И тут вдруг подал голос Нурд:
— А ты его не новой хворостинкой лечи. Ты его той лечи, которая тебе от покойной родительницы осталась.
Он поднял голову, неторопливо оглядел повернутые к нему изумленные лица, усмехнулся:
— Ты, старая, сама не знаешь, что натворила с моими глазами. Я теперь вроде слепого только при плохом свете. Вообще без света вижу куда лучше, чем видел прежде, и, наверное, днем, при солнышке, видеть буду — пока что не случилось попробовать. Вот обычные цвета я вправду перестал различать, ну и бешеный с ними. Зато другое различаю, странное: вокруг каждого человека вроде сияния какого-то и вокруг прочих тварей (древогрызов, к примеру) тоже, только мутное и серое. А из вещей такое только вокруг новой твоей хворостинки (тоже мутноватое, серое), и вокруг этого вот... — Он подступил к Рахе и осторожно вынул из ее рук нездешнюю дубинку, которую бабы уже прочно приспособили для стряпных надобностей. — У нее сияние яркое, голубое — как у большинства людей. Вот я и подумал: а не снабдила ли твоя родительница эту диковину ведовской силой? Про запас, на случай потери своей хворостинки?

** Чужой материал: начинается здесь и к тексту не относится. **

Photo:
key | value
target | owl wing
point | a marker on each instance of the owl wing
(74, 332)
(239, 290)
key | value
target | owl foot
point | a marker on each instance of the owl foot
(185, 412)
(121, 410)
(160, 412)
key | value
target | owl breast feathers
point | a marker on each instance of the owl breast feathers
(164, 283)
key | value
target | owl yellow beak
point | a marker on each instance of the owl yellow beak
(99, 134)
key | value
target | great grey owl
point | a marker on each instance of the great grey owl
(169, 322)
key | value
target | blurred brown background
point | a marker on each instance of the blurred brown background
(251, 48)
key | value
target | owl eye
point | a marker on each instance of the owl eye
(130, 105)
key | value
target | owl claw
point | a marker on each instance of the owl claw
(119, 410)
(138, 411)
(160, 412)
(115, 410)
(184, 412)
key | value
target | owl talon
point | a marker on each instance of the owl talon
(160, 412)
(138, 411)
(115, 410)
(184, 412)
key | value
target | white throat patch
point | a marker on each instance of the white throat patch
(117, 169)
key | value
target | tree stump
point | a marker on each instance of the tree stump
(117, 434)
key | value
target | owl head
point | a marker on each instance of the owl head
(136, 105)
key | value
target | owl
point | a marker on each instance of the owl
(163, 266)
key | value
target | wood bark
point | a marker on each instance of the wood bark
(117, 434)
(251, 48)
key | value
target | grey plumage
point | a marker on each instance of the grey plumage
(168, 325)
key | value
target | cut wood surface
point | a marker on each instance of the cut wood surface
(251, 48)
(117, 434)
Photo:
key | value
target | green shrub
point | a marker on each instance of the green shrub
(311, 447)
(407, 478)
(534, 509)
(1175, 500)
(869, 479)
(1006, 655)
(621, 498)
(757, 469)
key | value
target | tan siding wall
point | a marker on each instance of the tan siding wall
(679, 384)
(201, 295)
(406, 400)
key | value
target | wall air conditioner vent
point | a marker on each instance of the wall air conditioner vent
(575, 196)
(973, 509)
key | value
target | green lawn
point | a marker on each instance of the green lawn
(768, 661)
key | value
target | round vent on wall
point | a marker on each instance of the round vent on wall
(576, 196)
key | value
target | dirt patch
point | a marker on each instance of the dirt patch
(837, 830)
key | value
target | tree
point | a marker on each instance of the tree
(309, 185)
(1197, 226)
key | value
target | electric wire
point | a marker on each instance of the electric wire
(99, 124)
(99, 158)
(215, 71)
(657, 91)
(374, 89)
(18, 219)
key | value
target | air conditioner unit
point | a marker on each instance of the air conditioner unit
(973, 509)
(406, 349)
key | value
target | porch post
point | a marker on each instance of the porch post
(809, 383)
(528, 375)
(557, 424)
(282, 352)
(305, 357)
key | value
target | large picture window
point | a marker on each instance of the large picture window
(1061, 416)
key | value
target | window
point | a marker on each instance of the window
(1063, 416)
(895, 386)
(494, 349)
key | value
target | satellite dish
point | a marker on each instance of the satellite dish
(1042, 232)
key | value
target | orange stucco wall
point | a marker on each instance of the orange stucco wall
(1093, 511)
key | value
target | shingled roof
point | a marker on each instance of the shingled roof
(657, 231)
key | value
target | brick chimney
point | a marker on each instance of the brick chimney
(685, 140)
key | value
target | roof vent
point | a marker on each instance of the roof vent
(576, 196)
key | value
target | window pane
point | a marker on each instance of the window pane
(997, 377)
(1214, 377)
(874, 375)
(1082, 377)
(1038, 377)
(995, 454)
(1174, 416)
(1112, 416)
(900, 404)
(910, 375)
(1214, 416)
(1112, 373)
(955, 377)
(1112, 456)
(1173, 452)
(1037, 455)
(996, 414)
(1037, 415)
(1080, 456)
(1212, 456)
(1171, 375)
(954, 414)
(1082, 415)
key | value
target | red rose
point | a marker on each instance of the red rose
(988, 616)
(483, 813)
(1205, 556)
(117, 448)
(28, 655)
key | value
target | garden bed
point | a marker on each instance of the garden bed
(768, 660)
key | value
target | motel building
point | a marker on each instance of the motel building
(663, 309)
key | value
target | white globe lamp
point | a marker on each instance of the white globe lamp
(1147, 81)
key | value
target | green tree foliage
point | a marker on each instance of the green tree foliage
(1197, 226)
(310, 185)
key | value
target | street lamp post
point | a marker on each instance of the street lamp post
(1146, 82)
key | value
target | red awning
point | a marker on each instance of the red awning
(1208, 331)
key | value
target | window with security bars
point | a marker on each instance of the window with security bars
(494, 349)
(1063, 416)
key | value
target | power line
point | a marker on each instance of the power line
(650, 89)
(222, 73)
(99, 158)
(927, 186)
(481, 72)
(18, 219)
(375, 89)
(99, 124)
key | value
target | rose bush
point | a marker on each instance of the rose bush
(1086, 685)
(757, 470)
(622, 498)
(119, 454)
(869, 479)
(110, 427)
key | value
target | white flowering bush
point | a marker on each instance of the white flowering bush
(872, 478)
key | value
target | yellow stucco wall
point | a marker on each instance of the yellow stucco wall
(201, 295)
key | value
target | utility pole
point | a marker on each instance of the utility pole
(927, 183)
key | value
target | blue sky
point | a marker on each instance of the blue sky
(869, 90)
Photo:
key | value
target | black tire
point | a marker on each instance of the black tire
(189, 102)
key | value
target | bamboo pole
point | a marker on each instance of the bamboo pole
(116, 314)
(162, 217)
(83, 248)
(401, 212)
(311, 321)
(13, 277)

С проворством, немыслимым для ее лет да всегдашней повадки, Гуфа очутилась подле Витязя и выхватила у него дубинку. Несколько мгновений она лихорадочно озиралась, будто искала что-то; потом прыгнула к очагу. Визгливо выкрикнув неразборчивую скороговорку, старуха тронула дубинкой еще не вскипевший горшок, и тот вдруг заклокотал, забурлил, выплюнул облако пара пополам со жгучими брызгами.
На какой-то миг ведунья будто окаменела. А потом она шагнула обратно, к Витязю, уткнулась головой в его грудь и не то засмеялась, не то заплакала... Впрочем, слабость ее была недолгой.
— Ну-ка, Торк, веди сюда своего дружка! — Старухин голос зазвенел медным бубенчиком и внезапно сорвался на смешной писк. — Повезло ему, слышите? Очень повезло нынче ему и всем нам!
Пока охотник, Ларда и Леф торопливо укладывали раненого, старуха ни с того ни с сего спросила ухмыляющегося Витязя:
— Ты сказал: «Как у большинства людей». А что, сияние не у всех одинаково?
Ухмылка медленно сползла с Нурдовых губ.
— Не у всех. У послушников, у Хона с Торком, у их женщин, у Ларды — голубое. А вот у Лефа желтое, и у Старца тоже.
Леф чуть не выпустил из мгновенно взмокших пальцев руку своего названого родителя. Бес знает, что за сияние умеет теперь видеть Нурд, но если это самое сияние у пришедшего с другой стороны Прорвы парня цветом своим отлично от сияния здешних братьев-людей... Получается, что он все-таки не такой, как здешние? Получается, что напрасны были надежды высокоученого эрц-капитана и старой ведуньи. Здесь и там люди неодинаковы, а значит, по обе стороны проклятого Тумана Мир не один и тот же? Но Старец... Или он тоже родился в Арсде?
А Нурд продолжал:
— И еще ты, старая... У тебя сияние вовсе третье — зеленое. Помнишь Кроха-красильщика? Позапрошлой весной он красил мне накидку в зеленый цвет, и для этого смешивал желтую охру с голубой глиной.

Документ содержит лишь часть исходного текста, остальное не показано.